Pangkostrad Letjen Agus Kriswanto didampingi Bupati Jember dr Hj Faida MMR saat memberikan keterangan kepada wartawan pada acara galadiner di pendapa Pemkab

SURABAYAPAGI.com, Jember - Menjelang pilkada serentak pada 2018, Panglima Komando Strategis Angkatan Darat (Pangkostrad) Letjen Agus Kriswanto datang ke Jember. Meski kedatangan jenderal bintang tiga itu tidak ada kaitannya dengan pilkada di Jatim, kepada sejumlah wartawan, pengganti Letjen Edy Rahmayadi tersebut kembali menegaskan agar TNI tidak terlibat dalam pilkada 2018.

“TNI dilarang terlibat pilkada bukan imbauan, tapi perintah. Kalau sampai ada anggota TNI yang terlibat dalam pilkada, akan kami beri sanksi pemecatan,” tandas Letjen Agus Kriswanto saat acara galadiner di Pendapa Wahya Wibawa Graha pada Senin (12/2/2018) malam.
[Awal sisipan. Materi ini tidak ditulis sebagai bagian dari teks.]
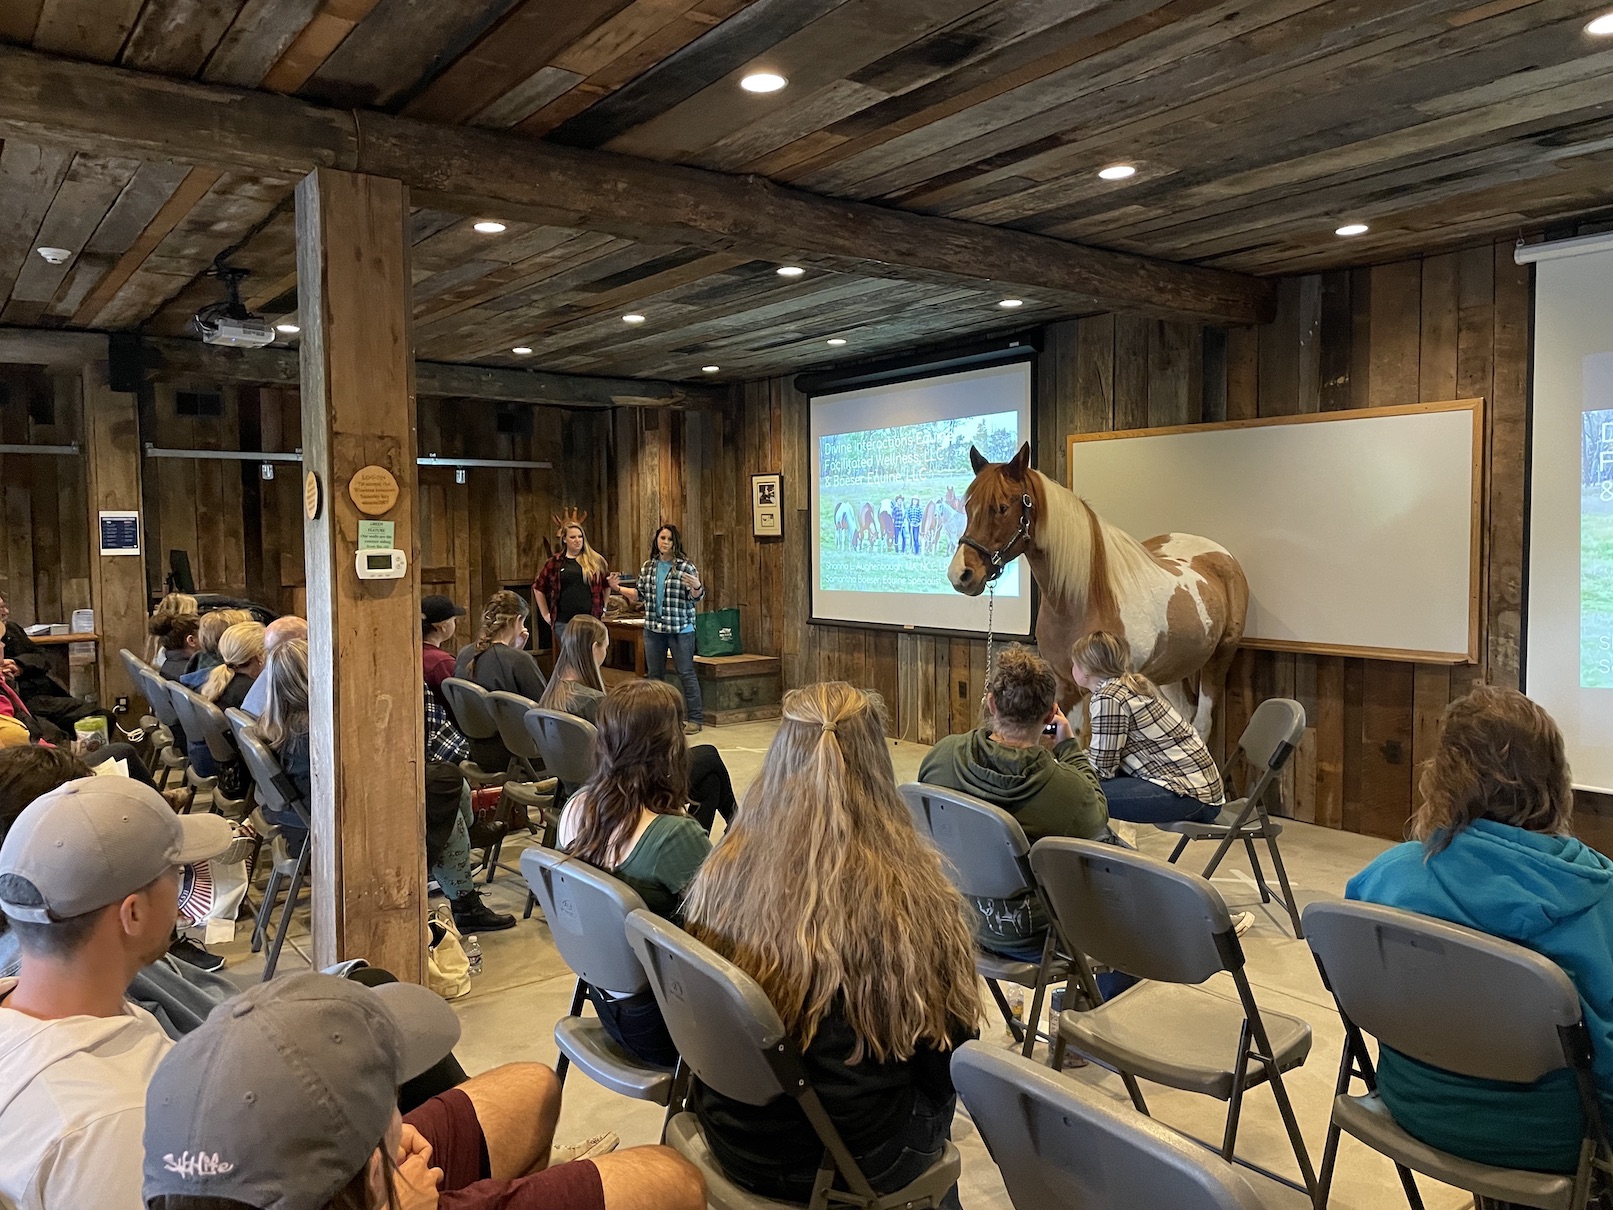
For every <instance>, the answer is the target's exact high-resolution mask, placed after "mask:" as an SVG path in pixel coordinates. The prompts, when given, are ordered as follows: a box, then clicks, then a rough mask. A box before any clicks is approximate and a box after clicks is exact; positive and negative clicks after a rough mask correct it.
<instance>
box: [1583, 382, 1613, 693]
mask: <svg viewBox="0 0 1613 1210" xmlns="http://www.w3.org/2000/svg"><path fill="white" fill-rule="evenodd" d="M1584 374H1586V410H1584V413H1582V416H1581V421H1579V686H1581V687H1582V689H1613V353H1595V355H1592V357H1587V358H1586V360H1584Z"/></svg>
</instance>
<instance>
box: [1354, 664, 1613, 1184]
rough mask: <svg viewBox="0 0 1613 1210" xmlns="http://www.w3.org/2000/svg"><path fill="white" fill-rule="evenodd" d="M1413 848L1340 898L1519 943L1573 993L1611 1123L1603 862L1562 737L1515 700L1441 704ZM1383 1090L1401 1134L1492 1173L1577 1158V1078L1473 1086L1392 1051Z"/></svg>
mask: <svg viewBox="0 0 1613 1210" xmlns="http://www.w3.org/2000/svg"><path fill="white" fill-rule="evenodd" d="M1418 789H1419V797H1421V802H1419V803H1418V807H1416V810H1415V813H1413V815H1411V836H1413V841H1410V842H1407V844H1400V845H1395V847H1394V849H1390V850H1389V852H1386V853H1381V855H1379V857H1378V858H1376V860H1374V862H1373V863H1371V865H1368V866H1366V868H1365V870H1363V871H1361V873H1358V874H1357V876H1355V878H1352V879H1350V882H1348V886H1347V887H1345V897H1348V899H1360V900H1366V902H1371V903H1387V905H1389V907H1397V908H1405V910H1407V912H1418V913H1421V915H1424V916H1437V918H1439V920H1448V921H1452V923H1453V924H1463V926H1466V928H1471V929H1479V931H1482V933H1489V934H1492V936H1497V937H1502V939H1505V941H1511V942H1516V944H1519V945H1528V947H1529V949H1532V950H1536V952H1539V953H1544V955H1545V957H1547V958H1550V960H1552V962H1555V963H1557V965H1558V966H1561V968H1563V971H1565V973H1566V974H1568V978H1569V979H1573V981H1574V987H1576V989H1578V991H1579V1003H1581V1010H1582V1012H1584V1015H1586V1024H1587V1026H1589V1029H1590V1042H1592V1054H1594V1062H1595V1081H1597V1091H1598V1094H1600V1100H1602V1113H1603V1116H1607V1115H1610V1113H1613V947H1610V939H1613V862H1610V860H1608V858H1607V857H1603V855H1602V853H1598V852H1595V850H1594V849H1589V847H1587V845H1586V844H1582V842H1581V841H1576V839H1574V834H1573V810H1574V792H1573V784H1571V781H1569V771H1568V758H1566V757H1565V753H1563V734H1561V732H1560V731H1558V729H1557V723H1553V721H1552V716H1550V715H1547V713H1545V711H1544V710H1542V708H1540V707H1537V705H1536V703H1534V702H1531V700H1529V699H1528V697H1524V695H1523V694H1519V692H1516V691H1511V689H1495V687H1481V689H1476V691H1473V692H1471V694H1468V695H1466V697H1463V699H1458V700H1457V702H1452V703H1450V705H1448V707H1447V708H1445V715H1444V718H1442V720H1440V734H1439V739H1437V742H1436V747H1434V757H1432V760H1431V761H1428V765H1424V768H1423V779H1421V786H1419V787H1418ZM1378 1091H1379V1092H1381V1094H1382V1099H1384V1104H1386V1105H1387V1107H1389V1112H1390V1113H1394V1116H1395V1121H1397V1123H1400V1126H1402V1128H1405V1129H1407V1131H1408V1133H1410V1134H1413V1136H1415V1137H1418V1139H1421V1141H1423V1142H1426V1144H1429V1145H1431V1147H1439V1149H1440V1150H1445V1152H1452V1154H1453V1155H1460V1157H1461V1158H1466V1160H1474V1162H1478V1163H1492V1165H1500V1166H1503V1168H1529V1170H1536V1171H1557V1173H1571V1171H1574V1166H1576V1163H1578V1160H1579V1139H1581V1108H1579V1099H1578V1095H1576V1091H1574V1078H1573V1074H1571V1073H1568V1071H1555V1073H1552V1074H1548V1076H1545V1078H1544V1079H1539V1081H1537V1083H1534V1084H1503V1083H1497V1081H1487V1079H1471V1078H1468V1076H1460V1074H1455V1073H1452V1071H1444V1070H1440V1068H1434V1066H1429V1065H1426V1063H1421V1062H1418V1060H1415V1058H1410V1057H1408V1055H1402V1054H1398V1052H1395V1050H1390V1049H1389V1047H1381V1054H1379V1058H1378Z"/></svg>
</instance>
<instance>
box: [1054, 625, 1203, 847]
mask: <svg viewBox="0 0 1613 1210" xmlns="http://www.w3.org/2000/svg"><path fill="white" fill-rule="evenodd" d="M1071 661H1073V665H1074V668H1073V673H1071V674H1073V679H1074V682H1076V684H1077V686H1081V687H1082V689H1086V691H1087V692H1089V694H1092V700H1090V715H1092V741H1090V744H1089V745H1087V758H1089V760H1090V761H1092V768H1094V771H1095V773H1097V774H1098V778H1102V779H1103V797H1105V799H1108V810H1110V815H1111V816H1113V818H1116V820H1127V821H1131V823H1174V821H1177V820H1194V821H1198V823H1208V821H1210V820H1215V818H1216V816H1218V815H1219V813H1221V807H1223V805H1226V787H1224V786H1223V784H1221V773H1219V771H1218V770H1216V766H1215V758H1213V757H1211V755H1210V749H1207V747H1205V742H1203V739H1202V737H1200V736H1198V732H1197V731H1194V728H1192V724H1190V723H1189V721H1187V720H1186V718H1182V716H1181V713H1179V711H1177V710H1176V707H1173V705H1171V703H1169V702H1166V700H1165V699H1163V697H1161V695H1160V689H1158V686H1155V684H1153V681H1150V679H1148V678H1147V676H1142V674H1140V673H1132V671H1129V670H1131V645H1129V644H1127V642H1126V640H1124V639H1123V637H1119V636H1118V634H1108V632H1107V631H1094V632H1092V634H1087V636H1082V637H1081V639H1076V645H1074V649H1073V650H1071Z"/></svg>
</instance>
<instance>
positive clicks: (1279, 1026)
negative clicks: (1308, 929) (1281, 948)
mask: <svg viewBox="0 0 1613 1210" xmlns="http://www.w3.org/2000/svg"><path fill="white" fill-rule="evenodd" d="M1031 868H1032V870H1034V871H1036V876H1037V881H1039V882H1040V886H1042V895H1044V897H1045V899H1047V905H1048V908H1050V912H1052V915H1053V920H1055V923H1057V924H1058V929H1060V933H1061V934H1063V936H1065V939H1066V941H1068V942H1069V944H1071V945H1073V947H1074V949H1076V950H1077V952H1079V955H1081V957H1079V960H1081V962H1086V960H1087V958H1092V960H1097V962H1102V963H1105V965H1108V966H1113V968H1115V970H1118V971H1126V973H1127V974H1134V976H1137V978H1139V979H1144V981H1145V983H1139V984H1137V986H1134V987H1131V989H1127V991H1124V992H1121V994H1119V995H1116V997H1115V999H1113V1000H1107V1002H1105V1003H1100V1005H1097V1007H1095V1008H1092V1010H1089V1012H1084V1013H1076V1012H1065V1013H1061V1015H1060V1020H1058V1044H1057V1045H1055V1049H1053V1065H1055V1066H1058V1065H1060V1060H1061V1058H1063V1054H1061V1052H1063V1047H1065V1045H1066V1044H1068V1045H1071V1047H1073V1049H1074V1050H1076V1052H1077V1054H1081V1055H1086V1057H1087V1058H1092V1060H1095V1062H1098V1063H1103V1065H1105V1066H1110V1068H1113V1070H1115V1071H1119V1073H1121V1078H1123V1079H1124V1083H1126V1091H1127V1092H1129V1094H1131V1099H1132V1104H1134V1105H1136V1107H1137V1108H1139V1110H1140V1112H1142V1113H1147V1112H1148V1105H1147V1104H1145V1102H1144V1099H1142V1089H1140V1087H1139V1086H1137V1076H1142V1078H1144V1079H1152V1081H1155V1083H1158V1084H1165V1086H1168V1087H1176V1089H1182V1091H1186V1092H1203V1094H1207V1095H1211V1097H1215V1099H1216V1100H1224V1102H1227V1112H1226V1128H1224V1131H1223V1137H1221V1147H1219V1152H1221V1158H1223V1160H1232V1162H1236V1163H1245V1165H1247V1166H1248V1168H1253V1170H1255V1171H1258V1173H1261V1175H1265V1176H1269V1178H1271V1179H1274V1181H1282V1183H1284V1184H1289V1186H1292V1187H1294V1189H1300V1186H1297V1184H1294V1181H1290V1179H1287V1178H1284V1176H1277V1175H1276V1173H1271V1171H1266V1170H1265V1168H1258V1166H1255V1165H1253V1163H1248V1162H1247V1160H1239V1158H1237V1155H1236V1150H1234V1149H1236V1145H1237V1123H1239V1115H1240V1113H1242V1108H1244V1092H1245V1089H1248V1087H1250V1086H1253V1084H1260V1083H1269V1084H1271V1092H1273V1095H1274V1097H1276V1100H1277V1112H1279V1113H1281V1115H1282V1124H1284V1126H1286V1128H1287V1131H1289V1142H1290V1144H1292V1145H1294V1158H1297V1160H1298V1165H1300V1175H1302V1176H1303V1179H1305V1184H1303V1192H1307V1194H1311V1195H1313V1194H1315V1191H1316V1176H1315V1170H1313V1168H1311V1162H1310V1154H1308V1152H1307V1150H1305V1139H1303V1136H1302V1134H1300V1126H1298V1121H1297V1120H1295V1116H1294V1105H1292V1104H1290V1100H1289V1091H1287V1087H1286V1086H1284V1084H1282V1073H1284V1071H1289V1070H1292V1068H1297V1066H1300V1065H1302V1063H1303V1062H1305V1057H1307V1055H1308V1054H1310V1045H1311V1029H1310V1024H1307V1023H1305V1021H1302V1020H1300V1018H1297V1016H1287V1015H1286V1013H1261V1012H1260V1007H1258V1005H1257V1003H1255V992H1253V991H1252V989H1250V986H1248V976H1247V974H1245V973H1244V947H1242V945H1240V944H1239V941H1237V933H1236V929H1234V928H1232V916H1231V915H1229V913H1227V910H1226V903H1224V902H1221V895H1219V892H1218V891H1216V889H1215V887H1213V886H1210V881H1208V879H1205V878H1202V876H1198V874H1194V873H1189V871H1186V870H1177V868H1176V866H1173V865H1168V863H1165V862H1160V860H1157V858H1152V857H1144V855H1142V853H1137V852H1129V850H1124V849H1116V847H1115V845H1108V844H1097V842H1094V841H1069V839H1063V837H1048V839H1045V841H1037V842H1036V844H1034V845H1032V847H1031ZM1221 971H1227V973H1229V974H1231V976H1232V984H1234V986H1236V989H1237V1000H1231V999H1227V997H1226V995H1221V994H1218V992H1213V991H1207V989H1203V987H1198V986H1197V984H1202V983H1203V981H1205V979H1208V978H1210V976H1211V974H1219V973H1221Z"/></svg>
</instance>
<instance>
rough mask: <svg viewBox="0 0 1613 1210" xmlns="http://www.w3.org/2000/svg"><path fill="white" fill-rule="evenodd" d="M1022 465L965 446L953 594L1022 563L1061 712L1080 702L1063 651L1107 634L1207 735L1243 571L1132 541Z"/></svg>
mask: <svg viewBox="0 0 1613 1210" xmlns="http://www.w3.org/2000/svg"><path fill="white" fill-rule="evenodd" d="M1029 463H1031V445H1029V442H1027V444H1026V445H1023V447H1021V449H1019V452H1018V453H1016V455H1015V457H1013V460H1011V461H1007V463H989V461H986V458H984V457H982V455H981V453H979V450H976V449H974V447H969V465H971V466H973V468H974V481H973V482H971V484H969V490H968V492H966V494H965V497H963V500H965V511H966V515H968V528H966V529H965V531H963V537H960V539H958V549H957V552H955V553H953V557H952V565H950V566H948V570H947V574H948V578H950V579H952V587H955V589H957V590H958V592H963V594H966V595H969V597H977V595H981V594H982V592H984V590H986V586H987V584H989V582H990V581H992V579H995V578H997V576H998V574H1000V573H1002V570H1003V568H1005V566H1008V563H1011V561H1013V560H1015V558H1018V557H1019V555H1024V560H1026V563H1027V565H1029V566H1031V574H1032V576H1036V582H1037V587H1039V589H1040V590H1042V605H1040V611H1039V613H1037V620H1036V644H1037V647H1039V649H1040V652H1042V655H1044V657H1045V658H1047V661H1048V663H1050V665H1052V666H1053V674H1055V676H1057V678H1058V700H1060V703H1061V705H1063V707H1065V708H1066V710H1068V708H1071V707H1074V703H1076V700H1077V699H1079V691H1077V687H1076V682H1074V681H1071V679H1069V671H1071V668H1069V649H1071V645H1073V644H1074V640H1076V639H1079V637H1081V636H1082V634H1090V632H1092V631H1110V632H1111V634H1119V636H1124V639H1126V640H1127V642H1129V644H1131V653H1132V661H1134V665H1136V668H1137V671H1140V673H1142V674H1144V676H1147V678H1148V679H1152V681H1153V682H1155V684H1158V686H1160V689H1161V691H1163V692H1165V695H1166V697H1168V699H1169V700H1171V703H1173V705H1176V707H1177V708H1179V710H1181V711H1182V716H1184V718H1189V720H1192V723H1194V726H1195V728H1197V729H1198V732H1200V734H1202V736H1208V734H1210V724H1211V721H1213V716H1215V705H1216V702H1218V700H1219V699H1221V692H1223V687H1224V682H1226V671H1227V668H1229V666H1231V663H1232V657H1234V655H1236V652H1237V644H1239V640H1240V639H1242V637H1244V618H1245V615H1247V611H1248V582H1247V581H1245V579H1244V570H1242V568H1240V566H1239V565H1237V560H1236V558H1232V555H1231V553H1227V552H1226V549H1223V547H1219V545H1216V544H1215V542H1211V540H1210V539H1207V537H1198V536H1195V534H1161V536H1158V537H1150V539H1148V540H1147V542H1139V540H1137V539H1134V537H1132V536H1131V534H1127V532H1124V531H1123V529H1118V528H1116V526H1111V524H1110V523H1108V521H1105V519H1103V518H1102V516H1098V515H1097V513H1095V511H1092V508H1090V505H1087V502H1086V500H1082V499H1081V497H1079V495H1076V494H1074V492H1071V490H1069V489H1068V487H1061V486H1060V484H1057V482H1053V481H1052V479H1048V478H1047V476H1045V474H1042V473H1040V471H1034V469H1031V465H1029Z"/></svg>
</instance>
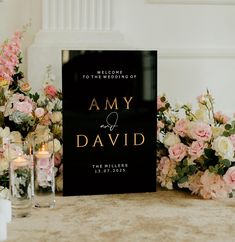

Pangkostrad mengatakan bahwa akan dilakukan pengawasan terhadap prajurit TNI dalam momentum pilkada 2018. Namun ketika ditanya mengenai sistem pengawasan seperti apa yang akan dilakukan TNI terhadap prajuritnya, Pangkostrad enggan membeberkan. “Yang jelas ada pengawasan dari Mabes TNI, bagaimana sistem pengawasan yang akan dilakukan. Itu kewenangan mabes,” Tegas Pangkostrad

Pangkostrad juga memerintahkan agar prajurit TNI tetap netral dan mempertahankan situasi yang sudah kondusif. Kepada masyarakat sipil, pangkostrad mengimbau agar menggunakan hak pilihnya dalam pilkada dengan baik dan memilih calon kepala daerah sesuai hati nurani masing-masing.

Galadinner yang digelar di pendapa Pemkab Jember ini sendiri dihadiri oleh petinggi TNI dari empat kesatuan yang ada di Jember. Mulai komandan Kodim 0824, komandan Armed 8, komandan brigif, komandan secaba serta komandan batalyon dari satuan brigif.

Sementara, Bupati Jember dr Hj Faida MMR dalam kesempatan tersebut mengatakan bahwa kedatangan pangkostrad ke Jember merupakan sebuah kehormatan baginya. Apalagi di Jember ada empat kesatuan TNI. Kepada pangkostrad, bupati berharap agar sinergi antara Pemkab Jember dengan TNI lebih ditingkatkan, tidak hanya dalam pembangunan fisik, akan tetapi pembanunan sumber daya manusia.

“Pemkab ingin ada sinergi dalam pembangunan sumber daya manusia antara Pemkab Jember dengan TNI. Bisa berupa pembinaan maupun pelatihan dan memberi akses informasi yang luas kepada anak-anak di Jember yang ingin menjadi anggota TNI,” pungkas Bupati.